Contohnya, keluarga Pak Agus. Mereka sangat berjasa bagi keluarga kami. Pak Agus tak segan membantu kami saat membeli mobil, hingga menjaga anak pertama kami ketika aku melahirkan anak kedua.
2. Kita hanya sedang bepergian
Bukankah manusia adalah makhluk akhirat yang sedang diturunkan ke bumi dan akan berpulang ke akhirat? Ya, kita semua saat ini sejatinya sedang bepergian. Namun, aku baru benar-benar merasakan hal ini ketika aku pergi dari tanah kelahiran.
Aku merasakan rasa rindu ingin pulang ke tanah air. Meskipun aku akan tinggal lama di luar negri, aku tetap merasa tempat ini bukanlah rumahku. Aku jadi memahami perasaan orang-orang yang beriman. Mereka merasa bahwa tinggal di dunia hanyalah sementara dan seperti orang yang bepergian. Mereka akan pulang dan rindu dengan kampung akhirat.
Satu hal lagi yang berkaitan dengan bepergian. Kita pasti membawa koper perbekalan ketika akan pindah ke suatu tempat. Masalahnya, tidak semua barang bisa kita masukkan ke dalam koper karena keterbatasan ruang. Lalu, sebesar apakah koper yang akan kita bawa saat nanti kita akan pulang ke kampung akhirat? Juga, apakah semuanya berisi amal kebaikan?
3. Semua tempat adalah bumi Allah
Dulu aku merasa bimbang ketika membawa anak-anakku ke negri dengan jumlah populasi muslim tidak sebanyak di Indonesia. Aku khawatir apakah nantinya mereka akan terpengaruh dengan kebudayaan di sini yang jauh dari nilai-nilai Islam.

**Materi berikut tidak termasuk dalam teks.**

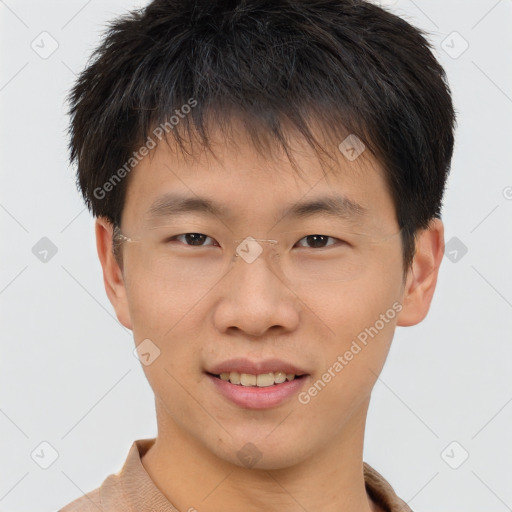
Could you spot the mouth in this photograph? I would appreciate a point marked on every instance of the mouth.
(261, 380)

Kenyataannya, aku bertemu dengan keluarga Islam yang mampu menanamkan nilai Islam dengan baik kepada anak-anaknya. Anak-anak ini, dengan kesadaran sendiri, menjalankan semua perintah agama seperti mengaji Alquran, menggunakan kerudung bagi perempuan, hingga mampu menyajikan ceramah dalam majelis pengajian.
Aku pun menyadari, di manapun aku tinggal, semua tempat ini milik Allah. Kalau aku ingin mencari Allah dan kebesaran-Nya, aku pasti bisa menemukannya di manapun.
Tiga pelajaran kehidupan ini membantuku merasa lebih tenang untuk tinggal di luar kampung halaman.